Amélie, Delicatessen, A Very Long Engagement gibi şahane filmlere imza atan Jean-Pierre Jeunet son yıllarda eski büyüsünü biraz kaybetmiş olsa da hala Fransa sinemasında çalışan en heyecan verici yönetmenler arasında yer alıyor. Bu yüzden yönetmenin yakında yeni bir film çekmeye hazırlandığı duymak pek çok sinemaseveri sevindirecektir. Yönetmenin sıradaki filmi Changer l’eau des fleurs olacak.
Changer l’eau des fleurs, Valérie Perrin’in Türkçeye “Çiçeklerin Suyunu Tazelemek” adıyla çevrilen romanını bir uyarlaması olacak. Küçük bir mezarlığın bekçiliğini yapan bir kadına odaklanacak filmin başrolünü Leïla Bekhti üstlenecek. Jean-Pierre Jeunet filmin çekimlerine mayıs ayında başlayacaklarını söylüyor.
Romanın tanıtım yazısı şöyle:
“’Adım Violette Toussaint. Bir mezarlık bekçisiyim. Hayatın tadını çıkarıyorum, onu içine bal katılmış yasemin çayı gibi küçük yudumlarla içiyorum. Akşamları mezarlığın demir kapılarını kapatıp anahtarları banyomun kapısına astığımda, artık cennette oluyorum.’
“Violette Toussaint, Fransa’nın küçük bir şehrinde mezarlık bekçiliği yapmaktadır. Mezarlığa yakınlarını ziyarete gelen herkes, ister ilk ziyaretleri olsun ister sayısız ziyaretlerinden biri, soğuk günlerde ısınmak için Violette’in evine uğrar. İkram ettiği kahvelere kahkahaların ve gözyaşlarının karıştığı genç kadının günlük yaşamı ise bu ziyaretçilerin itirafları etrafında şekillenmektedir.

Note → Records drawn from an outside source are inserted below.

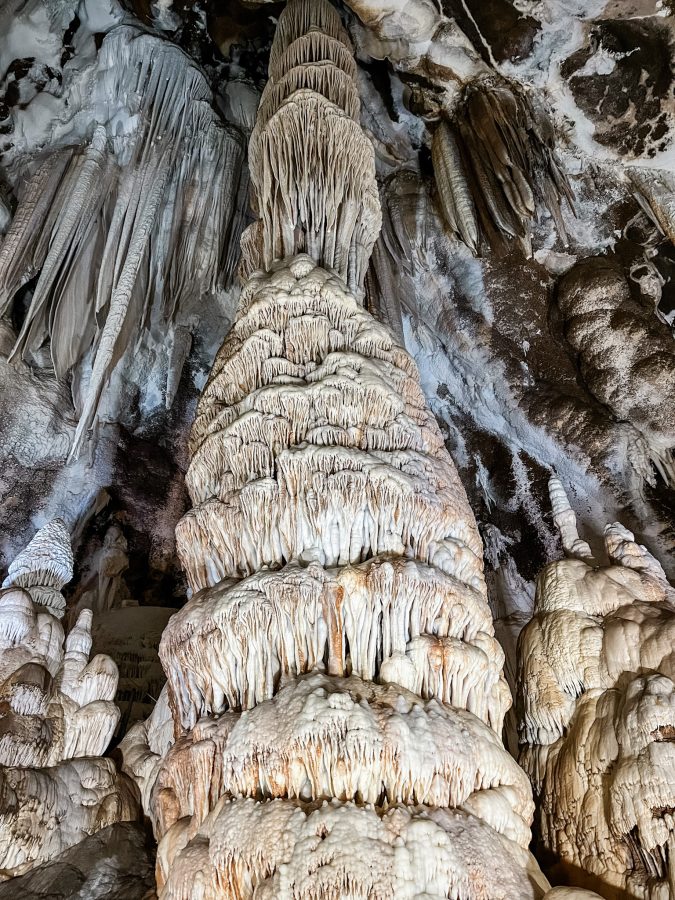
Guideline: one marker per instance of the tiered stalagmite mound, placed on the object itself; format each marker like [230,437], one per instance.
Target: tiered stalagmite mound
[334,684]
[57,716]
[598,713]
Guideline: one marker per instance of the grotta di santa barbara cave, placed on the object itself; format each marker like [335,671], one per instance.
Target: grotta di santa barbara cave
[337,435]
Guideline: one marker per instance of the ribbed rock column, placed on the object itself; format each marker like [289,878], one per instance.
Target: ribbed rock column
[335,686]
[597,713]
[57,716]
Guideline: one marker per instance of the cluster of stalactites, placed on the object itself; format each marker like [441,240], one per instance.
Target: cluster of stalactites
[313,442]
[339,649]
[312,167]
[495,166]
[43,567]
[154,207]
[57,715]
[597,712]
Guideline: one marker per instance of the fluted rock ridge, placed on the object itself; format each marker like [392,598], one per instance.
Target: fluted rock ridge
[57,716]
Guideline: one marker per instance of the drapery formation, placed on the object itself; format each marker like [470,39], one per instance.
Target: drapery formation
[332,718]
[597,712]
[57,716]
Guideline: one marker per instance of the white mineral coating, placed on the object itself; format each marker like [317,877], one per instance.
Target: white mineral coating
[170,165]
[229,645]
[47,810]
[313,441]
[57,715]
[312,167]
[58,702]
[626,356]
[321,737]
[285,848]
[44,566]
[597,707]
[334,684]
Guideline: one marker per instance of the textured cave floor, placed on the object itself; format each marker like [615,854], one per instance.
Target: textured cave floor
[484,332]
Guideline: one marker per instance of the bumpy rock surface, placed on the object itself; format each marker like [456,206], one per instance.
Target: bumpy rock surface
[57,717]
[598,713]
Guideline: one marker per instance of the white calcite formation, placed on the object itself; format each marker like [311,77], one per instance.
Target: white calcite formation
[125,230]
[43,567]
[598,713]
[334,686]
[312,167]
[626,356]
[57,716]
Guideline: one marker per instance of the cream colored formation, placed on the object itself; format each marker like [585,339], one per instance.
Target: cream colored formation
[334,687]
[598,713]
[331,722]
[57,715]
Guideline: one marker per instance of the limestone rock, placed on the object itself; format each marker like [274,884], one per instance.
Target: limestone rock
[597,707]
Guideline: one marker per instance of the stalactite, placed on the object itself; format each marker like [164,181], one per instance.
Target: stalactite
[153,207]
[597,714]
[307,139]
[496,164]
[626,355]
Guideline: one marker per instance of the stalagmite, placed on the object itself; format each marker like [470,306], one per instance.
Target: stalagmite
[597,715]
[334,687]
[308,141]
[57,716]
[496,164]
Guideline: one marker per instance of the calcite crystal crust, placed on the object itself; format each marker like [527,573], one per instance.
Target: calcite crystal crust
[334,683]
[57,716]
[598,713]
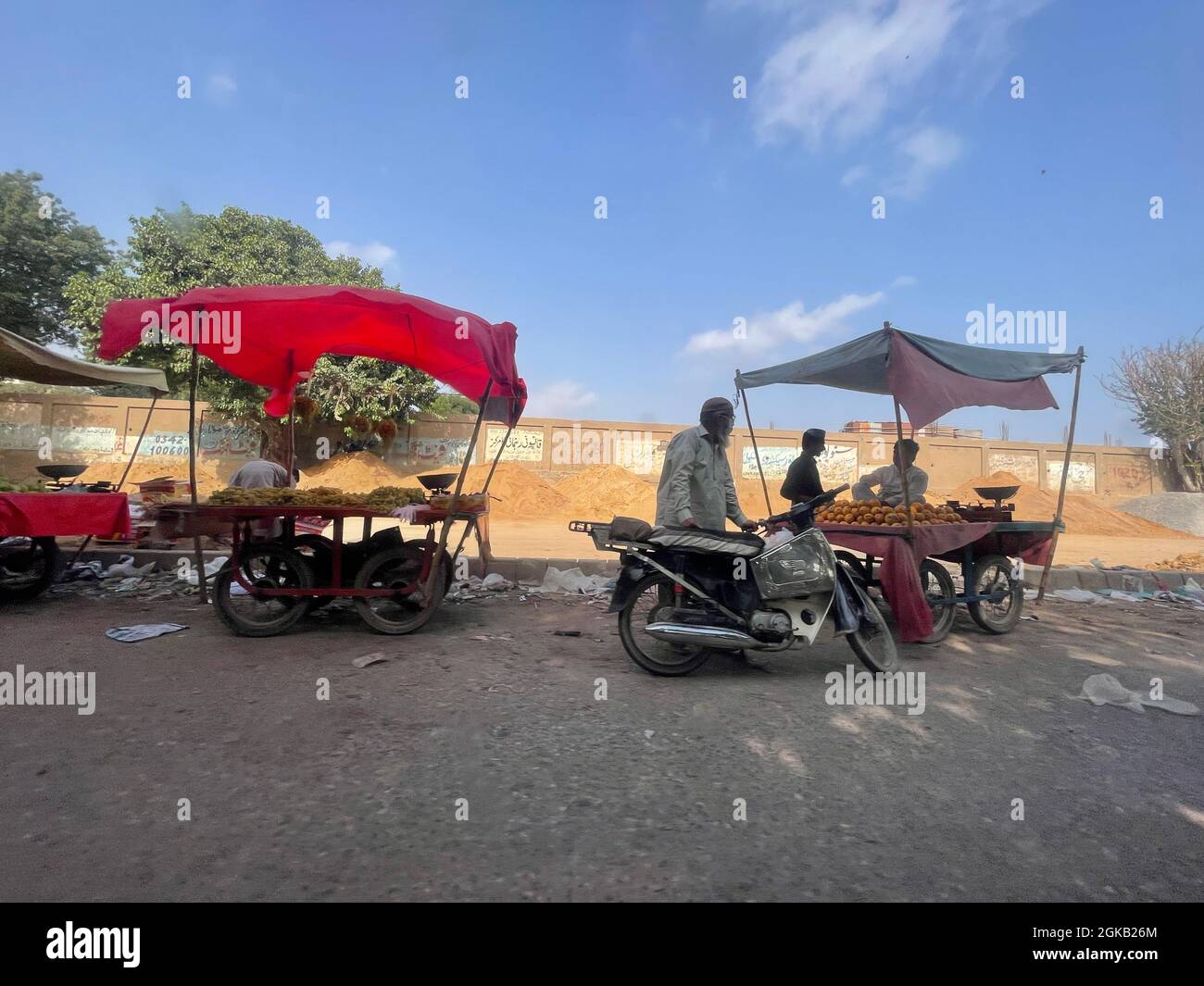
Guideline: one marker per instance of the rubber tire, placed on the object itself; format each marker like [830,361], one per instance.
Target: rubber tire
[979,612]
[943,617]
[409,550]
[49,548]
[629,641]
[890,661]
[227,613]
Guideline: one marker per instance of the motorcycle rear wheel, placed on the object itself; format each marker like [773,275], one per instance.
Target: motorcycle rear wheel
[873,643]
[650,595]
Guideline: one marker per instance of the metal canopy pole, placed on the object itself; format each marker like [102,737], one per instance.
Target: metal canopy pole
[1066,473]
[757,452]
[194,371]
[87,541]
[907,493]
[456,497]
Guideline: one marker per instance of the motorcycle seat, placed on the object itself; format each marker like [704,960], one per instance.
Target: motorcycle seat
[734,543]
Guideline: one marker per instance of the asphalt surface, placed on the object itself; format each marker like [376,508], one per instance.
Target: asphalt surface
[574,798]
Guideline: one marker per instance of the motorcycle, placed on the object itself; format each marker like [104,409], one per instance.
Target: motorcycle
[684,593]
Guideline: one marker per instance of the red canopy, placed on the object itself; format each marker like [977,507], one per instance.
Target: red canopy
[273,335]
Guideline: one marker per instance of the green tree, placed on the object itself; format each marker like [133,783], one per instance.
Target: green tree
[41,248]
[171,252]
[1164,388]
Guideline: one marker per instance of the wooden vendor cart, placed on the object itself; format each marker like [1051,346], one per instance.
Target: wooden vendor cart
[930,377]
[269,584]
[31,521]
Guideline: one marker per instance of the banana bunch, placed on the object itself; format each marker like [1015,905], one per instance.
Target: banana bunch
[382,499]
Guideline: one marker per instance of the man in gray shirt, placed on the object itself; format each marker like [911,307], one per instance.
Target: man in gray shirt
[696,488]
[260,472]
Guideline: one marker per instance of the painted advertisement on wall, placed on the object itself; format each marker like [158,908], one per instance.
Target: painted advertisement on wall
[524,445]
[1082,477]
[774,461]
[433,453]
[227,440]
[83,438]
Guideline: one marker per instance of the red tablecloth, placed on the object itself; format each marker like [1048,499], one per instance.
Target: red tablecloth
[899,568]
[64,514]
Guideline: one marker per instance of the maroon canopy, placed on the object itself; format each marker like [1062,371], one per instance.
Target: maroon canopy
[273,335]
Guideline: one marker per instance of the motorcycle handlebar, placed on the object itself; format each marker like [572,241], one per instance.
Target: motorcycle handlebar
[798,509]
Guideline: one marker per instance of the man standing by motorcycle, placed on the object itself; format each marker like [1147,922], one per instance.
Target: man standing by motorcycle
[696,488]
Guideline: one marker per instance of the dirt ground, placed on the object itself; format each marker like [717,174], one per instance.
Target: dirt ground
[570,797]
[536,538]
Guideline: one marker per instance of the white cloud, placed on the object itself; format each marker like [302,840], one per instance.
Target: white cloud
[922,156]
[854,175]
[564,399]
[793,323]
[374,253]
[844,68]
[220,87]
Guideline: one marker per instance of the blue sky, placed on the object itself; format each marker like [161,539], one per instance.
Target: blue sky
[718,208]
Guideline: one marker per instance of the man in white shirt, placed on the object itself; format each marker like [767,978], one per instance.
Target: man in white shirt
[889,480]
[696,488]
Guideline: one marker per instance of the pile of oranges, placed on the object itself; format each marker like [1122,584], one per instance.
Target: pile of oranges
[872,513]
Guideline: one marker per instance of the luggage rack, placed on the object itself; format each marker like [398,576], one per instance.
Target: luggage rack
[601,533]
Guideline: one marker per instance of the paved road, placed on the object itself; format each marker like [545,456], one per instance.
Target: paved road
[574,798]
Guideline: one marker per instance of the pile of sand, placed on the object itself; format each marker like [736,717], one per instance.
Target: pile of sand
[353,472]
[1083,514]
[598,493]
[516,493]
[152,468]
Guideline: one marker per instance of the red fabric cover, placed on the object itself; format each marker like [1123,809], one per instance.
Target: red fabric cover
[312,320]
[926,389]
[64,514]
[899,571]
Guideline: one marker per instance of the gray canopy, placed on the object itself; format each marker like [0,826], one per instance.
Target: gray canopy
[928,377]
[24,360]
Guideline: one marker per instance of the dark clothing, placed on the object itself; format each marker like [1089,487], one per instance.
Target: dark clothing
[802,481]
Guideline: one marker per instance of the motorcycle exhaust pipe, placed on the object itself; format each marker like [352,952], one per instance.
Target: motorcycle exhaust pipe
[718,637]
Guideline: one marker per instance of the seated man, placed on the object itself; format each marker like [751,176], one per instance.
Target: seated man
[803,478]
[889,478]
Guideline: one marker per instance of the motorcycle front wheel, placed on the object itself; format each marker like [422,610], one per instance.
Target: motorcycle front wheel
[651,596]
[873,643]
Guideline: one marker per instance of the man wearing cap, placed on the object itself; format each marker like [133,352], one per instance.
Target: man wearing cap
[803,478]
[696,488]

Bir gün Marsilya’dan Julien Seul adında bir komiser, Violette’e oldukça tuhaf bir istekle gelir: Julien’in yakın zamanda vefat eden annesi, küllerinin yabancı bir adamın mezarına dökülmesini istemiştir. O andan itibaren olaylar umulmadık bir hal alır ve Violette’in o küçük ve sakin dünyası da altüst olur. Sonunda yaşayanlar ile ölüleri birbirine bağlayan sırlar gün yüzüne çıkacak ve en karanlık ruhların bile içinde gizlediği ışık kendini gösterecektir. Valérie Perrin bize hayatta karşılaştığı bütün zorluklara rağmen mutluluğa inancını kaybetmemiş bir kadının etkileyici hikâyesini anlatıyor. Çiçeklerin Suyunu Tazelemek, imkânsız bir aşkın geçmişine, dayanılması güç bir trajediye ve sevginin sınırsız iyileştirme gücüne dair büyüleyici bir masal.”